Corporate Vision and Mission Statements - the good, the boring, and the downright scary
Any corporation worth its salt today is almost obliged to have a Company Vision and Mission statement, like any self respecting kid in school must be seen with the latest iPhone. The vision and mission statements shows that the company is, well, er, visionary, and long-termist, as opposed to, er, its financial results and normal knee jerk reactions which are usually extremely short-termist. What different types of Vision and Mission statements can there be?
Mission and Vision statements usually fall into one of the following 3 categories:
- The truly ‘stretch’ and audacious statement
- Banal, generic, usually boring and meaningless mouthing’s
- The downright dangerous
Microsoft have recently changed their mission statement, (http://uk.businessinsider.com/microsoft-ceo-satya-nadella-new-company-mission-internal-email-2015-6?r=US&IR=T), from the idealistic stretch (but ultimately largely achieved) target of “A computer on every desk and in every home." (category #1 above), to “...empower every person and every organization on the planet to achieve more”. Guess which category their new mission statement falls into? (Answer = #2)
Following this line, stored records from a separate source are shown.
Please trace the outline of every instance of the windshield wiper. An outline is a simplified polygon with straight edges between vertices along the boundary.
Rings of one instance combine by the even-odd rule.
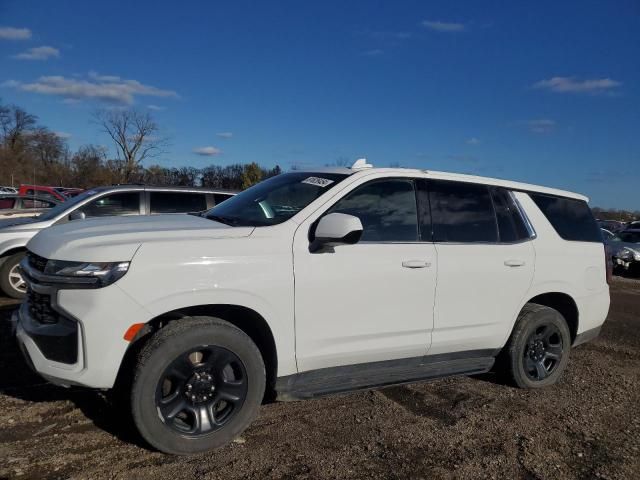
[[[207,215],[206,218],[215,222],[224,223],[225,225],[229,225],[230,227],[235,227],[238,224],[238,220],[230,217],[222,217],[220,215]]]

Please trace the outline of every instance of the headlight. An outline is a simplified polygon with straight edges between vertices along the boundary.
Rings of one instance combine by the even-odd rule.
[[[68,262],[49,260],[44,269],[47,275],[73,277],[78,283],[100,288],[121,279],[129,270],[129,262]]]
[[[624,247],[618,252],[618,257],[622,260],[631,260],[632,258],[640,262],[640,252],[629,247]]]

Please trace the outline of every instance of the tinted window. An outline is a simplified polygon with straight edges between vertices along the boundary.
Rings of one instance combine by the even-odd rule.
[[[360,219],[363,242],[418,240],[416,195],[411,180],[372,182],[358,187],[327,213],[346,213]]]
[[[201,212],[207,209],[204,193],[151,192],[151,213]]]
[[[434,241],[498,241],[496,217],[486,186],[432,180],[429,199]]]
[[[13,208],[15,203],[15,198],[0,198],[0,208]]]
[[[82,211],[87,217],[110,215],[139,215],[140,194],[138,192],[114,193],[89,202]]]
[[[23,198],[22,208],[51,208],[55,206],[55,203],[48,202],[47,200],[38,198]]]
[[[635,232],[622,232],[620,240],[627,243],[640,243],[640,233]]]
[[[565,240],[602,242],[600,228],[587,202],[538,193],[529,196]]]
[[[216,202],[216,205],[218,205],[219,203],[222,203],[225,200],[229,200],[231,197],[233,197],[233,195],[226,194],[226,193],[214,193],[213,201]]]
[[[492,188],[501,242],[517,242],[529,238],[529,232],[511,193],[504,188]]]

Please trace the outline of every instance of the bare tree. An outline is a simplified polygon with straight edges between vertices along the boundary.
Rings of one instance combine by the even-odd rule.
[[[116,144],[118,159],[124,164],[125,181],[138,177],[142,162],[160,155],[167,145],[149,112],[101,110],[94,114],[94,120]]]
[[[19,148],[24,140],[36,126],[38,117],[25,112],[15,105],[2,106],[0,108],[0,129],[2,140],[12,151]]]

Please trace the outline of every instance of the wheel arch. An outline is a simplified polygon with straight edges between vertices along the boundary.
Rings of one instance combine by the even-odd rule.
[[[8,248],[4,252],[0,253],[0,264],[2,264],[11,255],[15,255],[16,253],[26,252],[26,251],[27,251],[27,246],[26,245],[23,245],[21,247]]]
[[[567,322],[569,332],[571,333],[571,343],[575,341],[578,335],[580,312],[576,301],[571,295],[565,292],[540,293],[530,298],[526,303],[537,303],[538,305],[544,305],[545,307],[558,311]]]
[[[258,350],[260,350],[265,364],[267,376],[265,399],[269,401],[273,400],[275,398],[275,383],[278,375],[278,352],[275,337],[266,319],[257,311],[243,305],[194,305],[155,316],[140,329],[129,344],[120,366],[116,384],[120,383],[124,377],[131,373],[125,373],[128,370],[125,365],[130,365],[130,361],[133,360],[133,357],[135,357],[146,340],[148,340],[154,332],[171,322],[188,321],[188,318],[193,316],[220,318],[236,326],[251,338],[258,347]]]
Apple’s is "Apple designs Macs, the best personal computers in the world, along with OS X, iLife, iWork and professional software. Apple leads the digital music revolution with its iPods and iTunes online store” (Answer = #2).
China Mobile’ is “Our goal has always been to enhance our corporate value, maintain our sustainable long-term development and generate greater returns for our shareholders. In order to better achieve the above objectives, we have established good corporate governance practices following the principles of integrity, transparency, openness and efficiency, and have implemented sound governance structure and measures. We have established and improved various policies, internal control system and other management mechanisms and procedure for the key participants involved in good corporate governance, including shareholders, board of directors and its committees, management and staff, internal auditors, external auditors and other stakeholders (including our customers, local communities, industry peers, regulatory authorities, etc.)”, which suggests we should add a 4th category: “excruciatingly boring and meaningless...”
Calico, the life science company recently acquired by Google, is “...is to extend human life...” (full version here) (could be #1 or #3 depending upon your point of view...)
Infor, as business application software developer, is “We build beautiful business applications with last mile functionality and scientific insights for select industries delivered as a cloud service” (Answer = must be #1... when have you ever seen software before that was beautiful...!)
So far so good, and nothing in the last category (‘The downright dangerous’), until I was settling down in on an Air France flight from Paris and started reading the in-flight house magazine and started reading an article about HOP!, Air France’s low cost subsidiary. HOP! Air France, apparently partner 15 rugby union clubs in France and say that “By supporting rugby, the airline is reinforcing the values it shares every day: boldness, agility, commitment and respect”. Sorry, but no, no, and NO! I do not want a pilot in the front seat who lives or flies by the values of boldness and agility! No! I would preferred to have seen some other words there... how about ‘experienced’, ‘calm’, ‘well-trained’, ‘skilled’, ‘careful’, or 'safe'?! This for me is definitely in category #3.
In the words of the old Chinese proverb, “Be careful what you wish for”!